Une catastrophe peut en cacher une autre

L’Indonésie a été durement touchée par le séisme de magnitude 7.5 qui l’a frappée le 28 septembre dernier et qui a été suivi par un tsunami dévastateur. Le bilan, toujours provisoire, fait état de près de 2000 morts et risque de s’alourdir encore davantage puisque 5 000 personnes sont présumées disparues. Après bien des tergiversations, le gouvernement indonésien avait fini par accepter du bout des lèvres une aide internationale devant l’ampleur de la catastrophe. Diverses organisations non gouvernementales, dont quelques françaises se tenaient prêtes à intervenir pour apporter un soutien et une compétence permettant de sauver des vies.
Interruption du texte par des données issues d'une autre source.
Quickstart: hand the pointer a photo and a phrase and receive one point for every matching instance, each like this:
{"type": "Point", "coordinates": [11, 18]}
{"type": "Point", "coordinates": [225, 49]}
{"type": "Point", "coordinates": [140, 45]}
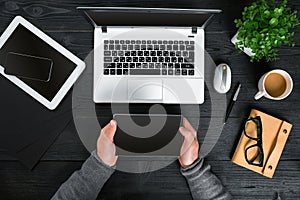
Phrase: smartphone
{"type": "Point", "coordinates": [28, 66]}
{"type": "Point", "coordinates": [148, 135]}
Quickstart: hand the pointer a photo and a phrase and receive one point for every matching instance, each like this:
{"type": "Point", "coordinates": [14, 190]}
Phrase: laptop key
{"type": "Point", "coordinates": [189, 47]}
{"type": "Point", "coordinates": [125, 71]}
{"type": "Point", "coordinates": [133, 53]}
{"type": "Point", "coordinates": [119, 71]}
{"type": "Point", "coordinates": [164, 72]}
{"type": "Point", "coordinates": [125, 65]}
{"type": "Point", "coordinates": [141, 59]}
{"type": "Point", "coordinates": [148, 59]}
{"type": "Point", "coordinates": [118, 47]}
{"type": "Point", "coordinates": [187, 66]}
{"type": "Point", "coordinates": [135, 59]}
{"type": "Point", "coordinates": [191, 72]}
{"type": "Point", "coordinates": [138, 65]}
{"type": "Point", "coordinates": [128, 59]}
{"type": "Point", "coordinates": [145, 65]}
{"type": "Point", "coordinates": [107, 53]}
{"type": "Point", "coordinates": [144, 71]}
{"type": "Point", "coordinates": [119, 65]}
{"type": "Point", "coordinates": [157, 65]}
{"type": "Point", "coordinates": [122, 59]}
{"type": "Point", "coordinates": [130, 47]}
{"type": "Point", "coordinates": [140, 53]}
{"type": "Point", "coordinates": [116, 59]}
{"type": "Point", "coordinates": [114, 53]}
{"type": "Point", "coordinates": [151, 65]}
{"type": "Point", "coordinates": [137, 47]}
C’est ainsi qu’un médecin et deux infirmières de la région Drôme-Ardèche, qui avaient pris sur leur temps et leur argent pour se rendre sur place, n’ont jamais été autorisés à débarquer sur la zone de Palu, où ont eu lieu les plus gros dégâts. Pire, ils ont été fermement invités à rentrer chez eux et n’ont même pas été autorisés à laisser sur place le matériel médical qu’ils avaient amené. La même mésaventure serait arrivée à plusieurs autres ONG. Une attitude qui semble incompréhensible et qui ne peut s’expliquer que par un contexte local, qui ne fait guère honneur à la démocratie indonésienne. Les autorités n’avaient manifestement aucune envie de faire appel à la communauté internationale, car cela pouvait laisser penser que le pays était incapable de faire face à la situation. Une réaction d’orgueil bien mal placé en effet, mais qui peut s’expliquer par le passé de nation colonisée. Portugais et Néerlandais se sont disputé les nombreuses îles qui forment son territoire et son indépendance remonte à l’immédiat après-guerre. Le pays a connu alors une longue période de « démocratie dirigée », traduisez par dictature militaire, et le président actuel, s’il a bien été élu au suffrage universel, reste soumis aux influences des forces souterraines du pays, et notamment la religion musulmane, très largement majoritaire.

Encore l’an dernier, le gouverneur de Djakarta appartenant à une minorité chrétienne, a été condamné à deux ans de prison pour un crime de « blasphème », consistant dans une interprétation personnelle d’une sourate du Coran, utilisée par ses adversaires politiques pour appeler à ne pas voter pour lui. Il y a même une province, celle de Banda Aceh, qui a obtenu un régime d’autonomie par rapport au pouvoir central, qui applique la charia, la loi islamique, en matière d’alcool, de sexualité, de vêtements, etc. depuis 2001. Le président Joko Widodo, bien que lui-même modéré, vit donc sous la double surveillance de la religion et de l’armée, qui n’est jamais très loin des dirigeants et pourrait arbitrer les conflits en cas de besoin.